The Importance of Dignified Feedback
Prepare yourself for the tough conversations
Is Colorado the worst place to work in the country? Does it have terrible, poorly trained managers? Without training, people in leadership roles think their job is a big picture activity, but they are wrong. Being a great leader means we are managing as well, and this is a learned skill. Unfortunately, very few companies invest in teaching this.
First, it's important to talk about the importance of using the right management style at the right time given the employee's confidence and ability to do the job. Micromanaging and under-managing employees are the top reasons people hate their jobs. But there is an easy model to figure out what style to use when. It's also necessary to talk about the importance of managing emotions at work.

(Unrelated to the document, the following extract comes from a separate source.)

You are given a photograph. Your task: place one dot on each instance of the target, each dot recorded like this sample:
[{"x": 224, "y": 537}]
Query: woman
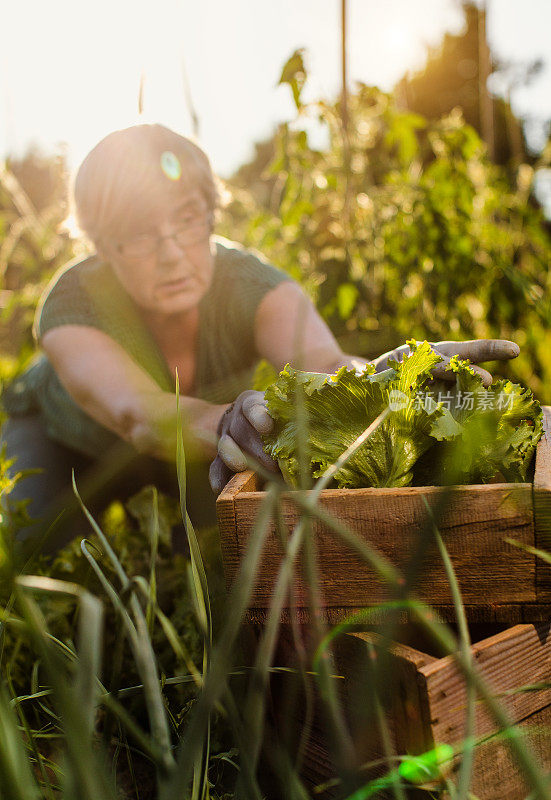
[{"x": 160, "y": 296}]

The third piece of the puzzle is providing dignified feedback.
Have you ever watched someone berate someone else – just tear them apart? What emotion do you feel as you watch this event unfold?
For most people, it's a sense of horror and embarrassment for both parties. We usually feel bad for the person who's being yelled at, and we feel anger for the person who's doing the yelling. At work, when we know more of the story, we usually tolerate this behavior as feedback. But at its core, it's humiliating for both parties. Feedback is essential to being a successful manager and leader, but it must be dignified.
A few years back, I made a quick hiring decision and did not follow the proper protocol. Within a few weeks, my new employee was failing to perform, creating conflict and costing money. While I was trying to use emotional intelligence, I found myself on the verge of yelling at her to just do her job. I was in for a challenging feedback conversation – we both needed to adjust.
There are two methods I could take to provide adequate feedback to achieve different results.
I could say: "You're pissing me off. The entire team feels the weight of your drama and I'm sick of it. Snap out of it and start doing what you were hired for – Sell!" She would have been disgraced, and I wouldn't have done anything to help her.
When I must have a difficult conversation, I prepare by thinking through the following steps:
- What's my desired outcome?
- What will probably become a trigger for me?
- What might trigger the other person?
- What is the specific action I would like for them to take?
In this case, my desired outcome was I wanted her to get to know the team better; I wanted to tee up some warm sales calls and I wanted her to stay with us. I knew that her trigger point was that she didn't take feedback well and would likely get defensive.
Practice giving the feedback to yourself in a dignified fashion, so you feel proud. There are several ways to start such a conversation:
- "Here's how I see things going..."
- "I like," or "I wish..."
- "I want you to be successful at reaching your goal. How can I support you?"
You will benefit from knowing each person's strength.
Running a business is about results, not just the team. Everyone must hit their goals to keep the train on the tracks.
Some conversations, to achieve these results, are challenging. But better dignified than embarrassing for everyone involved.
If you're giving feedback, and you know you could come across as a jerk, try again. Your goal is to empower your people as a leader. You want your employees to feel great. You will not benefit from an unhappy staff, because those same people won't be able to take care of your customers, aren't easy to manage, do not care about your profit goals, etc.
Practice being deliberate. Practice refining. Don't be nervous about hard conversations. Lead less. Manage more.